According to the NCSL, seven states are "Strict Photo ID" states; this means that would-be voters in the state who don't have government-issued photo identification on them when they arrive at the polls won't be able to cast a regular ballot. Instead, they'll have to fill out a provisional ballot and take some form of additional action afterwards, such as sending a copy of their photo ID to a state agency, in order for their provisional ballot to count.

Those states are Georgia, Mississippi, Virginia, Tennessee, Kansas, Indiana and Wisconsin, so if you live in any of them, make sure you have an accepted form of photo ID on you when you leave for the polls on Tuesday. (Pennsylvania and North Dakota have also enacted strict photo ID laws; however, those laws have been struck down by courts and won't be in effect for the 2018 election.)

Meanwhile, three states fall into the "Strict Non-Photo ID" category; this means that voters without an ID will have to cast a provisional ballot and take further action afterwards in order for their votes to be counted; however, the ID doesn't have to have their photo on it. Ohio, North Dakota and Arizona are all in this category, so residents of those states should also take an accepted form of ID with them while heading out to vote.

It's worth stressing, however, that each state has it's own voting laws, and many of them are different from each other in crucial ways despite seeming superficially similar. In Mississippi, for instance, voters without a photo ID who cast a provisional ballot have five days to show their ID to state officials if they want their provisional ballot to be counted. But in Georgia, such voters only have three days, while Tennesseans only have two.

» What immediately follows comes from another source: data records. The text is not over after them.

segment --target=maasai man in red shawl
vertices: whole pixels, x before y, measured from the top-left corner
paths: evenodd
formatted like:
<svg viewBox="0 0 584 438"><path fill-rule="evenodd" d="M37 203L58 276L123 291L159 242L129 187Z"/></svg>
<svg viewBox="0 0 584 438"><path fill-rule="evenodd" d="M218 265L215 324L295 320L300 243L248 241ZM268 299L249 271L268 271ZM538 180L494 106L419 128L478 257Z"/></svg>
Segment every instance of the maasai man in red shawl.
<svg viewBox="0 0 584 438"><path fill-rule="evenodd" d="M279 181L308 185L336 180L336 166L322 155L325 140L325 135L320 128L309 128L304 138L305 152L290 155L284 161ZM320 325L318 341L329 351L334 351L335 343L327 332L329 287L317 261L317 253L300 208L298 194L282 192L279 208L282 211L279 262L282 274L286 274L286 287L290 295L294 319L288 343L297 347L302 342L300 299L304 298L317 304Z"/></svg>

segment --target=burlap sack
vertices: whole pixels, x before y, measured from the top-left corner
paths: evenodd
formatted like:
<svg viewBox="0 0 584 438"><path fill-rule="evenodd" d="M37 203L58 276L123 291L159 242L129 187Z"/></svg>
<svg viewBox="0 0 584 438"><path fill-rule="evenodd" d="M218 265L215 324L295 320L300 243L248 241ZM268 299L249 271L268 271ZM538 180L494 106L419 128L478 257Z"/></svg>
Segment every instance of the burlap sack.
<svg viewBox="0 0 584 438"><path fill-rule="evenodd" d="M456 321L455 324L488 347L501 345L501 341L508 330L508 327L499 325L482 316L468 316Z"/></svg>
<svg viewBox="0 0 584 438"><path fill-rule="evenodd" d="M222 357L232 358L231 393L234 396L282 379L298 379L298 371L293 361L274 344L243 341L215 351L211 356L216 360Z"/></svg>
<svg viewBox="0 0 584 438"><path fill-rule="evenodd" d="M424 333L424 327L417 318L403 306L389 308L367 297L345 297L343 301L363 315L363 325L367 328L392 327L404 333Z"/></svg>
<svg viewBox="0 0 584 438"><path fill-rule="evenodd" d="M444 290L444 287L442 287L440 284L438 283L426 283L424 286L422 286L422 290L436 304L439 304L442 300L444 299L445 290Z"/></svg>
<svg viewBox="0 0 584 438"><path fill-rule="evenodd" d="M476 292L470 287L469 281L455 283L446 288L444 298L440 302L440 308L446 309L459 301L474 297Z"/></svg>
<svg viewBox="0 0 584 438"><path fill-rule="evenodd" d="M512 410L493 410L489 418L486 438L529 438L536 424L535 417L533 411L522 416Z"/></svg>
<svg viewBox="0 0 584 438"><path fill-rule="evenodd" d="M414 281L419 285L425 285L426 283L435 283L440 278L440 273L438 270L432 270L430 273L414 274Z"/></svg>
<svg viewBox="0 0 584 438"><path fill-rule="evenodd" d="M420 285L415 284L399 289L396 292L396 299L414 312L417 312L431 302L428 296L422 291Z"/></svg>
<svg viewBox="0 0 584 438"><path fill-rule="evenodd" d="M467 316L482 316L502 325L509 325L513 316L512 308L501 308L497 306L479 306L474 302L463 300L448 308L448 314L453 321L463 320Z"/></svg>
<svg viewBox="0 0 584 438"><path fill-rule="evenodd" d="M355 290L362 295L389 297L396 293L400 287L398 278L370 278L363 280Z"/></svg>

Although nobody will know for certain until the ballots are counted, Tuesday is expected to be a good day for Democrats. According to FiveThirtyEight, Democrats have a six in seven chance of winning control of the House of Representatives, an outcome that would severely imperil Trump's ability to pass any legislation in the second half of his term. However, FiveThirtyEight also gives Republicans a five in six chance of retaining control of the Senate, so a divided Congress is a strong possibility in 2019 and beyond.